Strengths of this study include high-resolution imaging with 3-Tesla MRI and a uniform, standardized language testing using the validated ACL in the largest population of patients with acute focal thalamic lesions so far. Nevertheless, subgroups with posterior and paramedian IALT had very little patients, which made it difficult to generalize data on these regions and overall to compare different thalamic regions. Because of small number, statistical power is limited, and type-2-error has to be taken into account. Second, division of the thalamus into four different regions was based on previously proposed arterial territories with no respect to possible vascular variations. Third, our study only focused on aphasia, as diagnosed using the ACL. However, thalamic lesions have been associated with broader neuropsychological deficits (such as memory impairment or dysexecutive syndrome) which might additionally influence language.
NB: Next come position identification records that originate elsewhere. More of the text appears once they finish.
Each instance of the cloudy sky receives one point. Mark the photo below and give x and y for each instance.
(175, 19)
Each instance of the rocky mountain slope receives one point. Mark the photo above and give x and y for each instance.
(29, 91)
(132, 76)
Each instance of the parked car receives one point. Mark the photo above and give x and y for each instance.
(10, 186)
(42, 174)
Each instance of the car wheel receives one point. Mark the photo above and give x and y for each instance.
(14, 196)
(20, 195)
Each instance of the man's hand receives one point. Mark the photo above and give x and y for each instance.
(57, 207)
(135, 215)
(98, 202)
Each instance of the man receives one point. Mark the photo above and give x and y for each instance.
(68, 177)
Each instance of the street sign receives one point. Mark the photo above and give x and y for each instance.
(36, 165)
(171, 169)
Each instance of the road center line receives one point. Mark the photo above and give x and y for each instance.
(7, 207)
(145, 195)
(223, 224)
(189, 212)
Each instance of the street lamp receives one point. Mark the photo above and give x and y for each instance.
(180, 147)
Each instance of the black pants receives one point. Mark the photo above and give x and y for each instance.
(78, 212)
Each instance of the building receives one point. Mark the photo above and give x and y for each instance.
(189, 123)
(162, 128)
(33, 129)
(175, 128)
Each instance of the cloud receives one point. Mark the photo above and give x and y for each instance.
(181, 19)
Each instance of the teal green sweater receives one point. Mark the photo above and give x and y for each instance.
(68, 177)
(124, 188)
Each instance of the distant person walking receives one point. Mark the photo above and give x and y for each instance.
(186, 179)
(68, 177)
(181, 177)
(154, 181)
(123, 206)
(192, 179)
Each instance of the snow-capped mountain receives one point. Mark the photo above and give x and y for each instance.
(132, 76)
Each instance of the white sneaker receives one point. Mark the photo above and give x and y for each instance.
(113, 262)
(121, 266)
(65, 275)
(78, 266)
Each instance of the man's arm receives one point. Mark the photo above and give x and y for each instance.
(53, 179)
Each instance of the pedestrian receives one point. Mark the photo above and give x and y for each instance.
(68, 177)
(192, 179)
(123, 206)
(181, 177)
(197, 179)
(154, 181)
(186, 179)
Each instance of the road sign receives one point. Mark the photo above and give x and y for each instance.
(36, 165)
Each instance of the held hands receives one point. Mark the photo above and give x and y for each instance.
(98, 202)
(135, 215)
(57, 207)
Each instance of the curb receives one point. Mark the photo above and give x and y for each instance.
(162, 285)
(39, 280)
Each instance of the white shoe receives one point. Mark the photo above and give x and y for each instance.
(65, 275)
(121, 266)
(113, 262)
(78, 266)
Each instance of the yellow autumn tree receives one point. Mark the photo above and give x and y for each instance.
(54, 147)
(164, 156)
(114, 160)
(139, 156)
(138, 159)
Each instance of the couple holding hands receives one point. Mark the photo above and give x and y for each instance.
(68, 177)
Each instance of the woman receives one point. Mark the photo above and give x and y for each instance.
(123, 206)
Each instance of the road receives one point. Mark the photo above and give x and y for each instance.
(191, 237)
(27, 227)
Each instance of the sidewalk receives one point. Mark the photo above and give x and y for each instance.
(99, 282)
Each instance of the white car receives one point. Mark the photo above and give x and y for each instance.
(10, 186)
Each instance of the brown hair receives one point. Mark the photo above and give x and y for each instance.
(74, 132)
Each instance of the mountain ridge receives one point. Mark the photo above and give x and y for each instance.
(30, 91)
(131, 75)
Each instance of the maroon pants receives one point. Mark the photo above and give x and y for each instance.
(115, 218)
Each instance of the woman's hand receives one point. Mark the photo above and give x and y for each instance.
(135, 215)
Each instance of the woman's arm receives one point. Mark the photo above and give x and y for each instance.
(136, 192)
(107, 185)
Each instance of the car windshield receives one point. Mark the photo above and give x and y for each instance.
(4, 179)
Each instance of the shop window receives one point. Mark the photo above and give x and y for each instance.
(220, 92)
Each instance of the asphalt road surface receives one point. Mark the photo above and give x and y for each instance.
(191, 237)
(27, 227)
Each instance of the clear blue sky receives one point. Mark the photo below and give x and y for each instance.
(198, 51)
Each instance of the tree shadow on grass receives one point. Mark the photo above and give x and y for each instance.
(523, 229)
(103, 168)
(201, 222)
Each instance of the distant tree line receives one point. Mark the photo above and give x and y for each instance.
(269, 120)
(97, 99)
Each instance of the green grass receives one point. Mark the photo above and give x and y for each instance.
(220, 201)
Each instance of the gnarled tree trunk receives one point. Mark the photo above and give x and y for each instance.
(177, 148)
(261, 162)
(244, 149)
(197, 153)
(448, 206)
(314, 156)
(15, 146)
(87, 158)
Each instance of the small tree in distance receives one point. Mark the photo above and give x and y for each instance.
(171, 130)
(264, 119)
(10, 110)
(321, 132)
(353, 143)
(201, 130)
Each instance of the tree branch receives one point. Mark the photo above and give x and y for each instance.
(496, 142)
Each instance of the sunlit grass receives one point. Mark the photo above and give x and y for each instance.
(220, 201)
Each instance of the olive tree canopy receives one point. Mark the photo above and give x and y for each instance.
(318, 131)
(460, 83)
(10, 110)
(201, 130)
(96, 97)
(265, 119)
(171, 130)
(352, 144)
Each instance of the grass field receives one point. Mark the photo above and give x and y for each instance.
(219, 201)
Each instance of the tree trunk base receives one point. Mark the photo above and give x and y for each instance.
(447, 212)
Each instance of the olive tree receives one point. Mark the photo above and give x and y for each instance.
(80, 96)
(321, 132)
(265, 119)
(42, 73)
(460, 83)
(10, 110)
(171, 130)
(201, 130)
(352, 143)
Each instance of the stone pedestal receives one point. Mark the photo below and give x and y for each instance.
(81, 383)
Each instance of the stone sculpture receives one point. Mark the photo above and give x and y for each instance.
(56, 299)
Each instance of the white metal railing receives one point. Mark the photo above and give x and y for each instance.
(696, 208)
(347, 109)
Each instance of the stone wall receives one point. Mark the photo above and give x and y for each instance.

Although giving a detailed phenomenology, our analysis on the origin of these language deficits remains limited to some extent. We suggest adding a detailed (non-verbal) assessment of other areas of cognition in future studies to further delineate other cognitive domains involved. Fourth, follow-up examination was missing, so the course of thalamic aphasia cannot be accounted for in our study. Finally, there was no data on the level of education and handedness in our study population. The latter made it impossible to adjust our results according to the language-dominant hemisphere.

Summary

In this large sample with well-defined isolated acute lesions of the thalamus and standardized language testing, aphasic symptoms were prevalent in almost half of patients. The presence of aphasia was not clearly confined to the left or right side but was markedly pronounced in patients with left anterior lesion location. Thalamic aphasia was characterized by impaired verbal fluency and complex understanding of speech, but intact comprehension and repetition. Left anterior thalamic aphasia additionally stood out with impairment of verbal communication skills and naming.